In most cases placental abruption occurs in a normally implanted placenta, one that is located high on the uterine wall. However, it can occur in tandem with placenta previa. In a normal vaginal delivery, the delivery of the placenta follows that of the neonate within about 30 minutes. Because the neonate has been born and is now breathing on his or her own, the separation of the placenta from the uterine wall causes no distress. In placental abruption, however, the premature separation of the placenta deprives the fetus of the oxygen, nutrients, and gas exchange taking place at the site of the separation. The cost to the fetus depends on the degree and size of the separation. The risk to the mother depends on the amount of blood lost, the subsequent change in circulating blood volume, and its accompanying decrease in tissue perfusion.

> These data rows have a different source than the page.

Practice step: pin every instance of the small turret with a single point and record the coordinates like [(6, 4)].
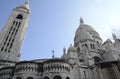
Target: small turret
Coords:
[(72, 55)]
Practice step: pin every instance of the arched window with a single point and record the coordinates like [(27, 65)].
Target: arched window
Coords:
[(19, 17), (18, 78), (67, 78), (46, 77), (57, 77), (97, 59), (29, 78)]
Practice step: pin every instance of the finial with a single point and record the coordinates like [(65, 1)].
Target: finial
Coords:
[(64, 50), (81, 21), (27, 1), (114, 36), (53, 56)]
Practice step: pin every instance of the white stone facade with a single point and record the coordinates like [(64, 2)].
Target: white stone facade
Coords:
[(89, 58)]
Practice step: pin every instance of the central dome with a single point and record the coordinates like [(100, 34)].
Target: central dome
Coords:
[(85, 32)]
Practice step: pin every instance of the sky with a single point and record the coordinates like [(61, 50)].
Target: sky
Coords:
[(53, 23)]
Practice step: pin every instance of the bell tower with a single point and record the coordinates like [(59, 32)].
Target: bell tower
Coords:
[(13, 33)]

Placental abruption occurs in about one in 120 deliveries. Severe abruption leading to fetal death occurs in about one in 420 deliveries. Cocaine use increases the risk of abruption by increasing vasoconstriction, and about 10% of mothers using cocaine in the third trimester succumb to placental abruption.

Causes and symptoms

The causes of abruption are not fully understood, but it appears that it may be the end result of a series of fetal-maternal vascular abnormalities. Impaired blood vessel integrity and suppressed immune function may lie at the core of the development of abruption. Some of the factors leading to placental abruption include:

  • Trauma. An abdominal blow, such as that incurred during an automobile accident may cause abruption. Mothers experiencing a severe blow to the abdomen, with subsequent uterine contractions, should be monitored for about 24 hours, even in the absence of vaginal bleeding. This is because there could be a delay in symptoms. Observation of the mother should also include fetal monitoring to assure fetal well-being.
  • Maternal hypertension. Mothers who have either chronic high blood pressure or hypertension induced by pregnancy are at increased risk of abruption.
  • Maternal age. Placental abruption is seen more often in older women. However, it is unclear whether the advanced age or the increased likelihood of previous gestations is the primary factor.
  • Uterine and umbilical cord abnormalities, such as a short cord or a uterine myoma at the placental implantation site.
  • Placental abnormalities resulting in poor implantation.
  • Cigarette smoking. As the number of cigarettes per day increases, so does the risk of abruption. This may be because of the harmful effect of nicotine on blood vessel integrity.
  • Previous placental abruption. The risk of recurrence may be almost 17%.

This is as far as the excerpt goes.